Угасание его желания – не было ли этой расплатой за ее прежний огонь? Да и потух ли он насовсем, тот огонь, о котором Анна только и могла думать, еще до свадьбы представляя себе будущее их семейной жизни? Теперь она и не вспоминала о чувствах. Ее лоб покрывался испариной, а внутри пробегал холодок, стоило ей представить себя в его шкуре, попытаться испытать, что думает он о ней там, в камере на восьмерых, видя ее в знакомой квартире – одинокую, кипящую внутри женщину.

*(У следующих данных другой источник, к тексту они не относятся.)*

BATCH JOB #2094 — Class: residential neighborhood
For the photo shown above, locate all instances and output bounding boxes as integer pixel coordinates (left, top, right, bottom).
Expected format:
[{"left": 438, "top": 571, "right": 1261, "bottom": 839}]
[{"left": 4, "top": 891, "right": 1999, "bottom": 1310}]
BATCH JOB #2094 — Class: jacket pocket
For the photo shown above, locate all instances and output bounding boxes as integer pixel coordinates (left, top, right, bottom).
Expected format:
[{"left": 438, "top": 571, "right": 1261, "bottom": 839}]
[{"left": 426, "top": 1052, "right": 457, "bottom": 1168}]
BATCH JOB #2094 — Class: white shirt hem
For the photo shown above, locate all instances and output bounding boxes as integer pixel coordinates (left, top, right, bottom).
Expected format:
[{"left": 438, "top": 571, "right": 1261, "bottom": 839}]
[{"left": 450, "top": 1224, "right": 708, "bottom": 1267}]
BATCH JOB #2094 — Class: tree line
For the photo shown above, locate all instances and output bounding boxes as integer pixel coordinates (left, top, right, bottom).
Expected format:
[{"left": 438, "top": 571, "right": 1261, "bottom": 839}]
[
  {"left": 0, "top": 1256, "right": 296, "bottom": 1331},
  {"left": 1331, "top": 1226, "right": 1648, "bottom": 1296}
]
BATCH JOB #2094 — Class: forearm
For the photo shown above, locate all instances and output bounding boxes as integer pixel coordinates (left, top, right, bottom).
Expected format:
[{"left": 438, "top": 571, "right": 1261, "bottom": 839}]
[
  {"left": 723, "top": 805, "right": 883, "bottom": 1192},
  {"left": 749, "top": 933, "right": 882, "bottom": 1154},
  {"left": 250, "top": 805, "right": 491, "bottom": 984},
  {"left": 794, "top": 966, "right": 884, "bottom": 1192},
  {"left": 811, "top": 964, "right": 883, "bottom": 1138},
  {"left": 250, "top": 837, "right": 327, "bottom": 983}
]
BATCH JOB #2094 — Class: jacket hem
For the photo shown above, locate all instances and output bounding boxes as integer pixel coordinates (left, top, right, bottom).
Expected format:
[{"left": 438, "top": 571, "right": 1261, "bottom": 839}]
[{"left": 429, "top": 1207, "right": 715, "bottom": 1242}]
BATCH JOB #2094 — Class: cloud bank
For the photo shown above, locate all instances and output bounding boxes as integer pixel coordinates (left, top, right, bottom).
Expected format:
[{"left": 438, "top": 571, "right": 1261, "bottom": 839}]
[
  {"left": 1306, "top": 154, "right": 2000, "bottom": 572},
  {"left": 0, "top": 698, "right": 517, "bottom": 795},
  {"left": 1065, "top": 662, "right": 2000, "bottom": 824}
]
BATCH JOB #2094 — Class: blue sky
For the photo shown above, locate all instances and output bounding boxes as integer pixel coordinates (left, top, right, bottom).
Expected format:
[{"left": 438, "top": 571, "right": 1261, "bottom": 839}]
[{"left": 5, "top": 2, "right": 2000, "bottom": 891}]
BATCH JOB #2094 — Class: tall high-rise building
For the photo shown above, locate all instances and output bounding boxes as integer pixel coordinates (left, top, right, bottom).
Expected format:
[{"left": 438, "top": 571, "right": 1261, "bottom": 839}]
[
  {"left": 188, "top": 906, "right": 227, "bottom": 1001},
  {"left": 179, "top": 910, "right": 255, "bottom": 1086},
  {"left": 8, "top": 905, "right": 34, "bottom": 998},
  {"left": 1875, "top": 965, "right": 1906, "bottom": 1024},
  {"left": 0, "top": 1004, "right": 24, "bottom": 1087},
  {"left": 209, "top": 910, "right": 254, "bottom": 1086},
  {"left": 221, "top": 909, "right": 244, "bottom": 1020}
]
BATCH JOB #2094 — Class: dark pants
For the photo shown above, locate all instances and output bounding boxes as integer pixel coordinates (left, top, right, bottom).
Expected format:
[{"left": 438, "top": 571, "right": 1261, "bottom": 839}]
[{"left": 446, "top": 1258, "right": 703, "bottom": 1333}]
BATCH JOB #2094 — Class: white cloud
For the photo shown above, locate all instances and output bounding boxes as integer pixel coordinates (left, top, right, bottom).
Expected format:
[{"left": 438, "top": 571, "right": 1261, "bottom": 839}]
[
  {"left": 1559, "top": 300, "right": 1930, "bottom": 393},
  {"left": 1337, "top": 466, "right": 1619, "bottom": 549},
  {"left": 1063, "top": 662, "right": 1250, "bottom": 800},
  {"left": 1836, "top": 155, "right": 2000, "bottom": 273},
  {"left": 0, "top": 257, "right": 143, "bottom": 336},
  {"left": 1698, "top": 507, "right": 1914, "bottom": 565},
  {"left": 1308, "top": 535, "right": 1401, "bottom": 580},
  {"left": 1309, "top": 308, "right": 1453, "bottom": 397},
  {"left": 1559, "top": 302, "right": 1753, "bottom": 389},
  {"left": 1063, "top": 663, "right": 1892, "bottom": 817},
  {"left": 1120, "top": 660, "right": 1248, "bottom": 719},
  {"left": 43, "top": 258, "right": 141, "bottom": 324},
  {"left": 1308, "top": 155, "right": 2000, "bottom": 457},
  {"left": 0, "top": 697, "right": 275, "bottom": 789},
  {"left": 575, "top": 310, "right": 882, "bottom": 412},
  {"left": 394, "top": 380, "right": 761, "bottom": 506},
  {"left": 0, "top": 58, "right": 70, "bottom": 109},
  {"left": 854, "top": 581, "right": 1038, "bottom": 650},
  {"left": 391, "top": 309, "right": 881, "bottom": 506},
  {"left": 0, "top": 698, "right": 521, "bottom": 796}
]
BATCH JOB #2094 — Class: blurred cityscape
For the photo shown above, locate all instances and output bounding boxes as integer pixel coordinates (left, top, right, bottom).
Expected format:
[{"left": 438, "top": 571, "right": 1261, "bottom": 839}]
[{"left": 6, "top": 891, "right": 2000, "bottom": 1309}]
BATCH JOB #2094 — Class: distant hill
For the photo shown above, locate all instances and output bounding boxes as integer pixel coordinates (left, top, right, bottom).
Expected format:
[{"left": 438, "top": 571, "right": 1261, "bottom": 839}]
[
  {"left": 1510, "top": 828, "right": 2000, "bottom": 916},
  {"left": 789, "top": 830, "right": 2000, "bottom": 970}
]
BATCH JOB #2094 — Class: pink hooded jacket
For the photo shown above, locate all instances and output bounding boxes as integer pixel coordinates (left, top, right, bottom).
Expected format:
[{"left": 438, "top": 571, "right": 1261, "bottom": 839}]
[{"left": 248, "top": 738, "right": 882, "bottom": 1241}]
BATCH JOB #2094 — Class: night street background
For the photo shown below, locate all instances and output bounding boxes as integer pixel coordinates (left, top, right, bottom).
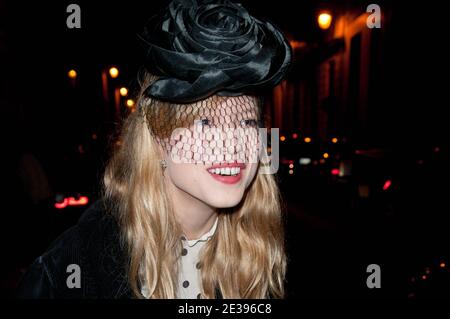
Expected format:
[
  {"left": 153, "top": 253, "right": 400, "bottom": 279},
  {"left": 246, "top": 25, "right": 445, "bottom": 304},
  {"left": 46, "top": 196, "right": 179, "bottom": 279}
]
[{"left": 1, "top": 0, "right": 449, "bottom": 298}]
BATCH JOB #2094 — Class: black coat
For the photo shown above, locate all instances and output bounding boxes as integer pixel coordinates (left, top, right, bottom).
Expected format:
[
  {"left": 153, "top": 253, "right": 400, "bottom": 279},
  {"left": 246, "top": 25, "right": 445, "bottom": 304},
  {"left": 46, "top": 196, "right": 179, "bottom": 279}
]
[
  {"left": 16, "top": 199, "right": 134, "bottom": 298},
  {"left": 17, "top": 199, "right": 224, "bottom": 299}
]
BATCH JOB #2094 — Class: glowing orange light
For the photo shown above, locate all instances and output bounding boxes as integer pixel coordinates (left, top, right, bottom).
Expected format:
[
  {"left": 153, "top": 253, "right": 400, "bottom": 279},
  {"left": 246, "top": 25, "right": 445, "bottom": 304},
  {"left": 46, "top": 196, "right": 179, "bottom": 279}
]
[
  {"left": 290, "top": 40, "right": 307, "bottom": 50},
  {"left": 382, "top": 180, "right": 392, "bottom": 191},
  {"left": 292, "top": 133, "right": 298, "bottom": 139},
  {"left": 280, "top": 135, "right": 286, "bottom": 142},
  {"left": 55, "top": 196, "right": 89, "bottom": 209},
  {"left": 304, "top": 137, "right": 311, "bottom": 143},
  {"left": 318, "top": 12, "right": 332, "bottom": 30},
  {"left": 119, "top": 87, "right": 128, "bottom": 96},
  {"left": 126, "top": 99, "right": 135, "bottom": 107},
  {"left": 332, "top": 138, "right": 338, "bottom": 144},
  {"left": 68, "top": 196, "right": 89, "bottom": 206},
  {"left": 109, "top": 67, "right": 119, "bottom": 78},
  {"left": 68, "top": 69, "right": 77, "bottom": 79},
  {"left": 440, "top": 262, "right": 446, "bottom": 268},
  {"left": 323, "top": 153, "right": 329, "bottom": 159}
]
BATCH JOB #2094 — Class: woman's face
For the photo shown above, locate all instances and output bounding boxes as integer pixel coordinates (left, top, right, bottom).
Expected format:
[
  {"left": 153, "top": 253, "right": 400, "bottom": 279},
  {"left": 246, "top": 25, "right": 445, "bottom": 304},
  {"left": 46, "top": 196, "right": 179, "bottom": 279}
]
[{"left": 163, "top": 95, "right": 260, "bottom": 208}]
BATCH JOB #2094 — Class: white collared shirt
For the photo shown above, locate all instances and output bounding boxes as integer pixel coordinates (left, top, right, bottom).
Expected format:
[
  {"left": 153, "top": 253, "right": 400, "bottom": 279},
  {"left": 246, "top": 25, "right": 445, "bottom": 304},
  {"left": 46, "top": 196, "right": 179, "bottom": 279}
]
[
  {"left": 177, "top": 217, "right": 218, "bottom": 299},
  {"left": 140, "top": 217, "right": 218, "bottom": 299}
]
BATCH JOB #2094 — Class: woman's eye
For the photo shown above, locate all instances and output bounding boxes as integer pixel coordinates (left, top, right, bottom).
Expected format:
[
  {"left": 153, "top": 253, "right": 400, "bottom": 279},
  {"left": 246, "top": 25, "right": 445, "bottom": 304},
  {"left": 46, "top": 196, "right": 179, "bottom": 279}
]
[
  {"left": 196, "top": 118, "right": 210, "bottom": 126},
  {"left": 240, "top": 119, "right": 258, "bottom": 127}
]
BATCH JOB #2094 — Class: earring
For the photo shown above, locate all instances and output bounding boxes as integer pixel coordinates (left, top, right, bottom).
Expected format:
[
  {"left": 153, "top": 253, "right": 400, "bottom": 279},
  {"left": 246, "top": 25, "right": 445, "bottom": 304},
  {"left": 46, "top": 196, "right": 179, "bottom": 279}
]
[{"left": 160, "top": 159, "right": 167, "bottom": 169}]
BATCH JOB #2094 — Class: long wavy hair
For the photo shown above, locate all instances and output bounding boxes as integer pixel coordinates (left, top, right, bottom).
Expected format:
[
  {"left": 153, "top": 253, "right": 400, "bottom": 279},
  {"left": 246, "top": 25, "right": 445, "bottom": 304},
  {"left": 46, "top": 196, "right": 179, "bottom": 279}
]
[{"left": 102, "top": 70, "right": 286, "bottom": 298}]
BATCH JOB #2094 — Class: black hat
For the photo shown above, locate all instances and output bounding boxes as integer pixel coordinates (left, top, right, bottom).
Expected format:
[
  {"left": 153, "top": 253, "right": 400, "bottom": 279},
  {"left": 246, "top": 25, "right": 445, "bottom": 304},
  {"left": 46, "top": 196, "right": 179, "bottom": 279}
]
[{"left": 139, "top": 0, "right": 292, "bottom": 104}]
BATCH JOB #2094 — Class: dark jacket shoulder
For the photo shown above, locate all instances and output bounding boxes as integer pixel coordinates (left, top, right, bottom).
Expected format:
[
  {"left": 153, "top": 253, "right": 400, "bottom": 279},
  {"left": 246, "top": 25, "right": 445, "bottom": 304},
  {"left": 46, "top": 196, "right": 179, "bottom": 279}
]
[{"left": 16, "top": 199, "right": 132, "bottom": 299}]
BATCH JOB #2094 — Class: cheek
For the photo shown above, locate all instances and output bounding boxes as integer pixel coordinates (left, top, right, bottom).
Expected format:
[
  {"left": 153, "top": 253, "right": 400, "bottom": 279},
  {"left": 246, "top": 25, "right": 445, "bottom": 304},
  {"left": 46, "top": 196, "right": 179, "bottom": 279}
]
[
  {"left": 167, "top": 164, "right": 200, "bottom": 188},
  {"left": 166, "top": 162, "right": 259, "bottom": 209},
  {"left": 244, "top": 163, "right": 259, "bottom": 188}
]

Даже в отсутствии детей Анна теперь была склонна винить своего дьявола, впервые заговорившего с ней в двенадцать лет. Она хорошо помнила тот день и те пахнущие нарциссами клумбы центрального парка, где ее впервые посадили не лошадь, сильного каурого жеребца с так поразившей ее своей пышностью гривой. Падать с лошади она начала в самый неподходящий момент, когда пыталась выковырять из глаза залетевшую мошку и, кто знает, не влетела ли другая мошка в глаз лошади, из-за чего та и встала на дыбы, сбрасывая с себя отпустившую вожжи двенадцатилетнюю Анечку. Ее успели подхватить – чьи-то крепкие мужские руки, чьи-то, но не отцовские, держали ее, выпавшую из седла, прижимали ее попкой к телу лошади, к ее горячему, пульсирующему боку и первое, что Аня увидела, оказавшись босоножками на земле, был он. Ярко-красный бутон между задних ног лошади, он проклевывался из мохнатого отростка, похожего на одетые в мех ручки на велосипеде дяди Коли, вечно одетого в майку соседа. Велосипед он часто оставлял у подъезда, приковывал его цепью к чистилке для обуви, и это охранительное священнодействие магически действовало на Аню: ей страшно хотелось потрогать эти мохнатые наконечники на руле, но она позволяла себе лишь садить на лавочку и не сводить с них глаз – до самого вечера, когда дядя Коля, пошатываясь и воняя прокисшим виноградом, не выходил из подъезда, чтобы загнать велосипед в сарай.